「知ってる? 角膜ってね、十万円で売れるのよ」
「っ!?」
まさか……臓器売買……。
やっぱりこの人、ヤのつく……。
「それとも、肝臓の方が良いかしらね? お金にはなりやすいし……なんなら……」
久遠碧弥美は私の鎖骨の下辺りにしなやかな指をトン、と置く。
「――心臓、なんて良いんじゃないかしら?」
「――っ!!」
私が素早く身を引くと、久遠碧弥美はフッと笑う。
「そんなに緊張しないで? 今日はあなたとお喋りがしたかったのよ」
そんなこと言われて緊張するなって方が無理だろ……!
「あの……久遠さん……? は、どうして……」
「ああ、碧弥美って呼んで」
「碧弥美さんはどうして私を……?」
そう聞くと碧弥美さんの黒い瞳に捕らえられる。
碧弥美さんの瞳は漆黒だ。その長くて艶のある髪と同じ色だ。
――何故かそれを懐かしいと思う。
「私はね、あなたのお兄さんの母よ」
「……え……?」
一瞬、日本語が分からなくなったのかと思った。
「橘京一は、私が産んだの」
ん? どういうこと?
ちょっと待って、理解が追い付かない。
「京一の……?」
「あははっ、なーんにも知らないのねえ。あなたとお兄さんは半分しか血が繋がって無いの」
つまり、父親は同じ……?
私を産んだ母親はこの前死んだ薫で、京一を産んだ母親は碧弥美さんってこと?
ああ、だから碧弥美さんの黒髪を懐かしいと思ったのか。今は染めてしまっているけれど、京一は昔、美しいほどに真っ黒な髪と瞳をしていたっけ。

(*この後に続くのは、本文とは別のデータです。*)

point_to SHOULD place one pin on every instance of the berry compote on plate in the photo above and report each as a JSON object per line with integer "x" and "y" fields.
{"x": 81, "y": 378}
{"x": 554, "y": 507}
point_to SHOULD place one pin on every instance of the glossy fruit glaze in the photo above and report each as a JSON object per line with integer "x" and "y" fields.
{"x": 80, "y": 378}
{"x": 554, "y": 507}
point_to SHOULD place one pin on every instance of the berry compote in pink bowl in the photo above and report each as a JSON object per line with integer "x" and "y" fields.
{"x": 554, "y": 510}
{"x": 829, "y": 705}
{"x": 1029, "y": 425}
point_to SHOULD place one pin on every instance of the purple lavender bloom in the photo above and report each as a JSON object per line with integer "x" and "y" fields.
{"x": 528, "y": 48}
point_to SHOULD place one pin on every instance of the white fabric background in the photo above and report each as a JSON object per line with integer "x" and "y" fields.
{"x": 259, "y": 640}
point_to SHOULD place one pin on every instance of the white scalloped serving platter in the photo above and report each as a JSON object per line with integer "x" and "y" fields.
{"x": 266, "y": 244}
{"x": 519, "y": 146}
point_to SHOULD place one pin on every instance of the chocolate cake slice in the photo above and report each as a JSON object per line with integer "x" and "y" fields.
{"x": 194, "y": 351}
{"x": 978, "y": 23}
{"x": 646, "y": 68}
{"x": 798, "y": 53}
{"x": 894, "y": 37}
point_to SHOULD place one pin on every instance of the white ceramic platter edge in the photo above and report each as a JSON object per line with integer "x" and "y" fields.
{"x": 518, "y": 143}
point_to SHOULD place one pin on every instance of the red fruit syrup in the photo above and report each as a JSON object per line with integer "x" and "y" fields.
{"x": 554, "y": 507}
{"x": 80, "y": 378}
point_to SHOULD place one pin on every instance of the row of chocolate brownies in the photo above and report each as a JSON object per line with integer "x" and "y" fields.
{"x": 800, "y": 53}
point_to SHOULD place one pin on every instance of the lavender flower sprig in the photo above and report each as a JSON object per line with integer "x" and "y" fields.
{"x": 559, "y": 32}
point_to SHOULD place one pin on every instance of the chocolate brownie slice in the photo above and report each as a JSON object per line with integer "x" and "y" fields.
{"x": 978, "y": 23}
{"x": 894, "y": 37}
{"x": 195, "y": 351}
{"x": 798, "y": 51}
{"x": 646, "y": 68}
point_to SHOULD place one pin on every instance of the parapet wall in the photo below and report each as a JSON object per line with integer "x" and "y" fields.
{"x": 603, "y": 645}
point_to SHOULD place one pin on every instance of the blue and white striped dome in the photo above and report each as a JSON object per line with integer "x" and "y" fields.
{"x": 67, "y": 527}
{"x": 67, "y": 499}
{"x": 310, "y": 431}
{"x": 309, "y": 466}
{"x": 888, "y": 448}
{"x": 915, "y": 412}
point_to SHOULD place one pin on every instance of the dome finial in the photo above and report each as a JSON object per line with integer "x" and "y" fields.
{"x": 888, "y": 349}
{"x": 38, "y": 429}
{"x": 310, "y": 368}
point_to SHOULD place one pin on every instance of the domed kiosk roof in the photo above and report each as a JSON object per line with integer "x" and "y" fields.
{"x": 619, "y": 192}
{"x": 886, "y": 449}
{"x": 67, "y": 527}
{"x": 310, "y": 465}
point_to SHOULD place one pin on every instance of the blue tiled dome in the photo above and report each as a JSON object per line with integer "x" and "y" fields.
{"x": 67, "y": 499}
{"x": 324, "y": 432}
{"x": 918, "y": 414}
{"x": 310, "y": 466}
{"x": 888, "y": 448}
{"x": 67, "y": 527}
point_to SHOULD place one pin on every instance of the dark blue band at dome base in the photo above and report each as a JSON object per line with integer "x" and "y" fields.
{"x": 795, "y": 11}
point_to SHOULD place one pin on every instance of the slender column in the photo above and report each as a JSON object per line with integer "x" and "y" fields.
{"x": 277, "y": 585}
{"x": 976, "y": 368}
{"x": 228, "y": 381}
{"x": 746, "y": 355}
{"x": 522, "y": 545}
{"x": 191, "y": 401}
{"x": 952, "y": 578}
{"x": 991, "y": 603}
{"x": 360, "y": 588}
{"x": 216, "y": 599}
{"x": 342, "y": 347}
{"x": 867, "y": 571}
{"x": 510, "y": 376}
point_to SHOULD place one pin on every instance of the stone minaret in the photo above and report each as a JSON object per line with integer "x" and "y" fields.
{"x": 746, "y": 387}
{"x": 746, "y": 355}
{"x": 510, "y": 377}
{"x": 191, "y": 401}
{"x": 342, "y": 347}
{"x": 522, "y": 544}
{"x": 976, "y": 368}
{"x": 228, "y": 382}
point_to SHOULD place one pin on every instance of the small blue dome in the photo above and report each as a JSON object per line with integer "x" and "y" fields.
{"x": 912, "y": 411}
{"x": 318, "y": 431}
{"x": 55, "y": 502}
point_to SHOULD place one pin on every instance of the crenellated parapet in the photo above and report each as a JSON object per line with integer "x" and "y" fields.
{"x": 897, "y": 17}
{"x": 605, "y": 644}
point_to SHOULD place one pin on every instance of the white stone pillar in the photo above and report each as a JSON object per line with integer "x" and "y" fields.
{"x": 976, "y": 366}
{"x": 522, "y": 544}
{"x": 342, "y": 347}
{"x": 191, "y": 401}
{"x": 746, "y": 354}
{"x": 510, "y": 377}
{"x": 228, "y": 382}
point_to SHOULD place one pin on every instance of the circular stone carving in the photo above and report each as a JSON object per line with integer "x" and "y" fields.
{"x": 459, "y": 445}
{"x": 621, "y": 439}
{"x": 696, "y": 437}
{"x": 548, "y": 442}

そう言われれば京一が私とは違って女子に妬まれるほど艶美な顔立ちをしているのも納得出来る。大きな目と細い顎がそっくりだ。
そんなことを考えていると、そっと碧弥美さんがこちらに身を乗り出してくる。
そして、彼女の唇がゆっくりと動いて――。
「――あの女の血を引くその間抜けな顔を、死にたくなるくらい苦しみに歪めてあげたいわ」
それは、ぞっとするほど……悲しそうで正気を失った笑み。